Many families of those killed will receive bereavement pay-outs which are only a fraction of the maximum compensation levels.
But the authority says these smaller sums should be regarded only as a "token of public sympathy".
The authority's Howard Webber said: "We are applying the same rules we apply following a death or injury following criminal violence."
He rejected suggestions that the payouts were mean, compared with the average £2m received by relatives of those killed in the 11 September terror attacks, saying comparisons were inappropriate.
£11,000 basic pay-out for lost loved one
£2,000 a year for dependent children
Financial dependents may get bigger payment for loss
£500,000 maximum payment
£1,000 to £250,000 payments for serious injuries
Loss of earnings for injured maximum £31,000 yearly
£500,000 maximum payout for injury
Trauma payments from £1,000 to £27,000. Maximum £500,000
A spokesman for the Victims of Crime Trust said bereaved relatives should be given 100 times more because they would have to live with "tragedy" for the rest of their lives.
"Murder destroys far more than just the victim's life, it destroys the lives of families and communities, and it's about time the government raised its level of payments," he said.

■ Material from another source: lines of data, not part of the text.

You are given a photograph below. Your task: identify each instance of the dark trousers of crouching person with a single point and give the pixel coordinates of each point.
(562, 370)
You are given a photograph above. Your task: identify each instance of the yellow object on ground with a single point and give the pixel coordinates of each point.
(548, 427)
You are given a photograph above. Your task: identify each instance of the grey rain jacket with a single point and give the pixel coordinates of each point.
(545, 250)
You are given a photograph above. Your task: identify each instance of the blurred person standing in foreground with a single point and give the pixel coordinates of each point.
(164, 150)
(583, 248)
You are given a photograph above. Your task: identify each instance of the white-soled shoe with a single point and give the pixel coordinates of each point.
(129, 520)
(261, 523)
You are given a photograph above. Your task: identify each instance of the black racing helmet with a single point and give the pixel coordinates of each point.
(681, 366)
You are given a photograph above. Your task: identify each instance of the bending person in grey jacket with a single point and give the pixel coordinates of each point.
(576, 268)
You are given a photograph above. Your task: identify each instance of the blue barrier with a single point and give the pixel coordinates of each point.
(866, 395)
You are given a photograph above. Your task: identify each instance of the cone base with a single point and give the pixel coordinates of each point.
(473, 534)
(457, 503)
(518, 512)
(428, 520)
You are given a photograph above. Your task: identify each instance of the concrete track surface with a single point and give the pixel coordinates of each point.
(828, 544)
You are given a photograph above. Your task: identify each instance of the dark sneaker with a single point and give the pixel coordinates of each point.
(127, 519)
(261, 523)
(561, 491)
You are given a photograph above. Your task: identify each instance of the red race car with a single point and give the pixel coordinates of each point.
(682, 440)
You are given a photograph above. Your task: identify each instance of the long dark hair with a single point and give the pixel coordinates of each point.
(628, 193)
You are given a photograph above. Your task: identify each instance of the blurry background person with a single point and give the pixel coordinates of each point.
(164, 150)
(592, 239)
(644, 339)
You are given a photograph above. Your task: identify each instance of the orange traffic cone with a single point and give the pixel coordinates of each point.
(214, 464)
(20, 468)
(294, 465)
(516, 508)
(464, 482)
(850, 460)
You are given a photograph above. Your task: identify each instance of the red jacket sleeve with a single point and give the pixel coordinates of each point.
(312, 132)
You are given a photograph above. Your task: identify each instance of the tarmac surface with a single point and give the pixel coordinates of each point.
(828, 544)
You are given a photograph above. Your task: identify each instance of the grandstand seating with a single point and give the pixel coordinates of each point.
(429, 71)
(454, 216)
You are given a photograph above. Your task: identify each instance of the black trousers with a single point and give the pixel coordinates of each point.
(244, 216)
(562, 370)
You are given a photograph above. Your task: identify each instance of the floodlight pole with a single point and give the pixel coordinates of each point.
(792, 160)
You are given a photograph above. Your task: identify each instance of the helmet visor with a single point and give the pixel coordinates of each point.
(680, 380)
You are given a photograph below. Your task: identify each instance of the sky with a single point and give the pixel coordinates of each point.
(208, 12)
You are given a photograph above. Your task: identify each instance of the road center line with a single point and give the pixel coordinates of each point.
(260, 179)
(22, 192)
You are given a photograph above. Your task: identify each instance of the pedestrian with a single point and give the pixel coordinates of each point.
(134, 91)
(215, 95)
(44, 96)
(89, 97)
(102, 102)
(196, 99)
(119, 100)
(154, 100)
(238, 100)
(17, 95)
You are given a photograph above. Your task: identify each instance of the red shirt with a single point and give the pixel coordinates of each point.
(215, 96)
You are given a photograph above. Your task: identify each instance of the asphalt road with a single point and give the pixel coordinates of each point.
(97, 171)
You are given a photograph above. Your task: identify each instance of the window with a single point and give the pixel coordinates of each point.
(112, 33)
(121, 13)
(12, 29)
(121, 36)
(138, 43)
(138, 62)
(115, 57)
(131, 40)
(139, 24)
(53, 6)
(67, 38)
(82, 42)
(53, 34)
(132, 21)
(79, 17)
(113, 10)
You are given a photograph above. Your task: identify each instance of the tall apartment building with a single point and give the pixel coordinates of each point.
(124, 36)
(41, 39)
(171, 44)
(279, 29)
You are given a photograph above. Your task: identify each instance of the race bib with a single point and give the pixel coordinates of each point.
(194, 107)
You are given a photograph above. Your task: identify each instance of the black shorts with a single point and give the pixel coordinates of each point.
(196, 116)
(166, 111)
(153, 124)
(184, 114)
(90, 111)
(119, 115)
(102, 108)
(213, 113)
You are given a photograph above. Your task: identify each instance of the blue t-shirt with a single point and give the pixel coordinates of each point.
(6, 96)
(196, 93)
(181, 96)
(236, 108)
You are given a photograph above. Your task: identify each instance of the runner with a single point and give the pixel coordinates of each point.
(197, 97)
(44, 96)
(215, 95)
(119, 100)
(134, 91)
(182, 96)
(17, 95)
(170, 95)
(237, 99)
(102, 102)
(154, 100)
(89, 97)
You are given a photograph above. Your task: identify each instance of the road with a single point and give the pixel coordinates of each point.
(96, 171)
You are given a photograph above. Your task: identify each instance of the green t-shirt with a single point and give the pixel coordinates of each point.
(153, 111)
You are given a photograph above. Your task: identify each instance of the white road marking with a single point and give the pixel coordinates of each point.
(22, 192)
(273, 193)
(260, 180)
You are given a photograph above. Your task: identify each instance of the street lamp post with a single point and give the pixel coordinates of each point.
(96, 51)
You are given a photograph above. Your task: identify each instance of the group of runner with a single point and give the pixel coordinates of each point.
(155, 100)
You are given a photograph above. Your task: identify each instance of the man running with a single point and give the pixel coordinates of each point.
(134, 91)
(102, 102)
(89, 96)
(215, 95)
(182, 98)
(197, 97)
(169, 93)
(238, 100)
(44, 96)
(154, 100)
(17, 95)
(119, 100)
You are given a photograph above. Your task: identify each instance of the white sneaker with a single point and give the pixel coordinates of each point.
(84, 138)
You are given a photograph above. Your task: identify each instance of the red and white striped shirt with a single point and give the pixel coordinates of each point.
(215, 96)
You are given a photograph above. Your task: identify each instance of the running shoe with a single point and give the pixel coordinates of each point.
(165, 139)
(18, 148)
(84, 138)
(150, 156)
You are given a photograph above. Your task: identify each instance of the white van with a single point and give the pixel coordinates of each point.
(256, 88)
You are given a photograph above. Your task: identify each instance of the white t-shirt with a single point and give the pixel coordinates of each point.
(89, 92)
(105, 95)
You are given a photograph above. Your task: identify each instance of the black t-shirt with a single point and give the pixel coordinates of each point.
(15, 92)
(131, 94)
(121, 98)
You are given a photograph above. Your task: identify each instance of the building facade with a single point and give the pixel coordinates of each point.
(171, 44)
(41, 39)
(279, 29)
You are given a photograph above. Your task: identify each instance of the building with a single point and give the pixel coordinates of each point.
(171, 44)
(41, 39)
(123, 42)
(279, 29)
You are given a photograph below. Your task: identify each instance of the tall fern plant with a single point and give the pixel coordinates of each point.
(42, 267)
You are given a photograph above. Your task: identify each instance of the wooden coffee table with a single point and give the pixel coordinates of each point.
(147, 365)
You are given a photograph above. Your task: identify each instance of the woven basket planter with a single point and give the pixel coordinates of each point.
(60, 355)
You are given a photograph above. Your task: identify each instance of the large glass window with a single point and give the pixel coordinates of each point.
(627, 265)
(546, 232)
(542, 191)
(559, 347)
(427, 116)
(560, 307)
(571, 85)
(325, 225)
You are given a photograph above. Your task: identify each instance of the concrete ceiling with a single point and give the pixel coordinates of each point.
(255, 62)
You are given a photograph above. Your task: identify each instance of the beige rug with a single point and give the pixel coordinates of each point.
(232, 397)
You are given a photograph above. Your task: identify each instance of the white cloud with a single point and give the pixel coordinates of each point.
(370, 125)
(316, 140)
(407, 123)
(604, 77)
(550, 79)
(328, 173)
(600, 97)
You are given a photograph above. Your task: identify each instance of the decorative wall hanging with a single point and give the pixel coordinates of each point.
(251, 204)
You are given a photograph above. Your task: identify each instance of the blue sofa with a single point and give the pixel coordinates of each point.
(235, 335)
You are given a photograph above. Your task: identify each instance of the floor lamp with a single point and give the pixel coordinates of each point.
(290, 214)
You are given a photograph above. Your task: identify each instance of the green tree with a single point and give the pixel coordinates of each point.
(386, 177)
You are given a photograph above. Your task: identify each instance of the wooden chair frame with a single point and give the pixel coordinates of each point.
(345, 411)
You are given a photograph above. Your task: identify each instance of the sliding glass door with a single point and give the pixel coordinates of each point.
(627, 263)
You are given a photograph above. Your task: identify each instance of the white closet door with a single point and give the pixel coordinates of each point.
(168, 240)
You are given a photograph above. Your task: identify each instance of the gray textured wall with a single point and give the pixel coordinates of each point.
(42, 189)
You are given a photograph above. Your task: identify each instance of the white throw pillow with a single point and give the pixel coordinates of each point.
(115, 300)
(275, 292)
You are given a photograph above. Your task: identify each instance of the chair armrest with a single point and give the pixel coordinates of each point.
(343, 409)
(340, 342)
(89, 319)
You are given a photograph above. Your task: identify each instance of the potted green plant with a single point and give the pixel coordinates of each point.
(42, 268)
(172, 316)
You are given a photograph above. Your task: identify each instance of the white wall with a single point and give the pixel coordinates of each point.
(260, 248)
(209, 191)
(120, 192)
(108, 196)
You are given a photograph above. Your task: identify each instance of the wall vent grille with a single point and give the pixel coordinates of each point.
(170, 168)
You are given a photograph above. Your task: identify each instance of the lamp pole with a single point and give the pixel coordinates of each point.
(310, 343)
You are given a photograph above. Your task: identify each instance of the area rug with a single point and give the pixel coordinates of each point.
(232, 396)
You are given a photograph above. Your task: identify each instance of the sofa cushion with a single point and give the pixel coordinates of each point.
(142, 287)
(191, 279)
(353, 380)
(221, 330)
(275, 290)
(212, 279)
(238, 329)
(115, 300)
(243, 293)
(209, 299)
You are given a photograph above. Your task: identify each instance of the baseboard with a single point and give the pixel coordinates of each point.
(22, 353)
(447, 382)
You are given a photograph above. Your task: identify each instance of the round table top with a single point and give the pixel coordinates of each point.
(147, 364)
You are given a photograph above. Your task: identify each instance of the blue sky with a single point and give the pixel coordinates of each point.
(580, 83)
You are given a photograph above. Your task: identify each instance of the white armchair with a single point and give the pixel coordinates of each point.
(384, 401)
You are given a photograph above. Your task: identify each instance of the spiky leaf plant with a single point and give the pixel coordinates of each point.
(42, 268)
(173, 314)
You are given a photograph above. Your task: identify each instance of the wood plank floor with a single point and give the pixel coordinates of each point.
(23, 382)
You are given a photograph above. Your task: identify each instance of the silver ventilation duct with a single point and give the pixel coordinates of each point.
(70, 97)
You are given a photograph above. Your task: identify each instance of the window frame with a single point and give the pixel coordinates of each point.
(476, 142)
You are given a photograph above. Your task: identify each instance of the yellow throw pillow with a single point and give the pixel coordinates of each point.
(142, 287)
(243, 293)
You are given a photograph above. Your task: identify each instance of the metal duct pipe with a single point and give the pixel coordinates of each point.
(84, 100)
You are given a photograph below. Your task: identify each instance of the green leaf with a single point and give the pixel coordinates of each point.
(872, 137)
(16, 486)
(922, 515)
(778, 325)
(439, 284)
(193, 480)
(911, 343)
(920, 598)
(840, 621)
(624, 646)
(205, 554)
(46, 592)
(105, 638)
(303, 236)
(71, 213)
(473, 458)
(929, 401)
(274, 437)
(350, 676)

Liberal Democrat home affairs spokesman Mark Oaten said families and friends of victims would be "dismayed" by the basic compensation.
The London Bombing Relief Charity Fund set up by mayor Ken Livingstone said on Wednesday it had attracted donations approaching £8m.
Interim grants of £5,000 are currently available to families of those who died, and grants of £3,000 can be applied for by those admitted to hospital overnight.
Mr Oaten urged the government to at least match the "public generosity" of the London fund.
But a spokesman later said he was not suggesting there should be an increase in the basic bereavement payment to families of all murder victims.